O l p F a m i l y M e d i c i n e o f  C a r m e l
O l p F a m i l y M e d i c i n e o f C a r m e l

“I don’t charge for anything that I can do within these four walls,” she emphasized. “You literally get all of your primary care for your monthly fee. The majority of health issues can be taken care of here and chronically managed. I’m not an urgent care center. I want to do chronic disease management too.”

Patients can get their blood draws and vaccines out of her office. While she is too small of an account to obtain infant and youth vaccinations, she can administer adolescent and adult vaccines, in addition to a slew of many other in-office procedures at no additional charge.

“It’s easy to save money doing this, but the biggest way my patients save money is that almost everything can be taken care of as an outpatient, and if you do it as an outpatient versus going through an ER [emergency room], you save several thousand percent on prices. When you really understand how [DPC] works, you will understand how you will receive better health care and save money over the long run. It really comes down to what kind of relationship you [the patient] want with the health care system and your doctor.”

The Difference Between Direct Primary Care and Concierge Medicine Models

In concierge medicine, there is an annual fee that can be paid in full or split up, but the contract is for the entire year. In DPC, members typically pay a monthly fee and may drop out of the program at any time.

In concierge medicine, the annual fee covers an in-depth comprehensive physical with screenings that go beyond what traditional insurance or a government program would support. In DPC, the membership fee generally covers unlimited patient visits.

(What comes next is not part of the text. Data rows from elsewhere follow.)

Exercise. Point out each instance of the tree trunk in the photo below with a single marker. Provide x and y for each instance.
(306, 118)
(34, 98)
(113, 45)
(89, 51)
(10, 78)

Concierge medicine membership fees tend to be higher than DPC membership fees. DPC membership fees are usually priced on a sliding scale, where younger patients pay less than older patients.

Sometimes family rates are available. Most traditional concierge medicine physicians continue to accept insurance plans and government programs, and patient visits are billed in the traditional manner. In DPC, the doctor does not accept third-party reimbursements. The membership fees paid by the patients cover basic visits, and some services are charged separately.

Olp Family Medicine accepts patients as members no matter what insurance they have or do not have. They do not bill insurance. Because of this, to your insurance, this practice will be considered “out of network.”